Here is the final “Risk Factor GPT.” (I also recently built a branded “Robot Image Generator GPT.”)
This description of the Custom GPT building process is short. But that masks that it took me over six hours of iteration to build this Custom GPT. The next one will be much faster since there was a lot of first-time learning here…
SO MANY LEARNINGS
A lot of learning comes from encountering and overcoming problems.
- Make your images outside of the Custom GPT creation process.
- The hero and icon images that ChatGPT created were uninspiring and odd. Try Ideogram or Nano Banana instead.
- I also had multiple problems trying to upload my company logo and bug to ChatGPT. These problems ranged from rights issues (on my own IP!) to ChatGPT creating a literal picture of a bug…
- Review everything that ChatGPT generates.
- Sometimes it is wrong. For example, ChatGPT generated a 600+ character description even though the Custom GPT Builder has a 300-character limit.
- Sometimes it is off-point. The “Conversation Starters” that it generated never made sense…
- Sometimes it doesn’t match your intent. For example, in another case, I wanted the Custom GPT to ask the user eight very specific questions. Instead, the Custom GPT Builder created eight new questions.
- If you are using a paid version of ChatGPT, e.g. Plus or Pro, update the name on your credit card to the name you want as the author of your Custom GPT.
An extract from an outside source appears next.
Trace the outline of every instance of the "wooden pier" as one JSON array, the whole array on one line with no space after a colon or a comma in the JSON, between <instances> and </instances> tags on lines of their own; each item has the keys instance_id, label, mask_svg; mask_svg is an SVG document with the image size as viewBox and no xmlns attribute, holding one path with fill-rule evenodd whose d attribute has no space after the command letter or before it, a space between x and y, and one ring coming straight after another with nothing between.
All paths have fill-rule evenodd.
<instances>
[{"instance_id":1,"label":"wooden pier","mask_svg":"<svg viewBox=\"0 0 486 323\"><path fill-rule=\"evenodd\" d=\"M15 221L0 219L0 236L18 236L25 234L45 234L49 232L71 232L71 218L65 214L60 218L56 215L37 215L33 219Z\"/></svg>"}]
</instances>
- When I published my Custom GPT, the author name was my full legal name, not “Doug Hunter.” After some sleuthing, I figured out that the Custom GPT Builder automatically pulls your credit card name for the author name. So, I had to go back into ChatGPT’s account settings and change the name on my credit card.
- Test your Custom GPT using both paid and free ChatGPT accounts.
- It should have been obvious, but I accidentally discovered that the “Paid” and “Free” versions of ChatGPT have very different limitations. For example, in “Plus” I could use the EDGAR API to pull down the SEC filings, but that didn’t work in “Free.” So, I had to modify the instruction set to get my Custom GPT to work for “Free” users. Unfortunately, the quality of results is lower on the Free version…
- Another takeaway from this problem: pay for an upgraded version of ChatGPT – even if you are not writing Custom GPTs, you will get richer answers and better capabilities.
- Think critically!
- When solving a particular problem, the chatbot said, “There are only three ways to fix the problem. Pick one!” However, all three of those options required trade-offs that I was not willing to make. Instead, I designed a fourth way and had the chatbot implement it. Don’t accept what the chatbot tells you as necessarily true. Bring some human intelligence to the problem!
- At the end, recheck every field and block of text in your Custom GPT.
- When you make substantive edits to your Custom GPT, the Builder automatically rewrites your title, description, and conversation starters – often to text that is off-target and less descriptive. You must go back and review all these text blocks in the Builder’s “Configure” mode and manually roll back any undesired changes.
- You can make this task easier by saving copies of your preferred title, description, and conversation starters in a separate document.
IN CONCLUSION
Writing a Custom GPT nicely automates repeated tasks and allows you to share that functionality with your team and others – accelerating the benefits of AI in daily work. However, it takes time and expertise. So, first, I suggest that you write a Custom GPT only if you are certain that it will be used repeatedly.
Second, don’t try to write the Custom GPT on your own – use the built-in chat functionality. It’s not perfect, but unless you are an AI coding genius, it’s the fastest way to go.
Finally, you are closer to Custom GPT mastery than you think! Which of your prompts do you use repeatedly and should upgrade to a Custom GPT?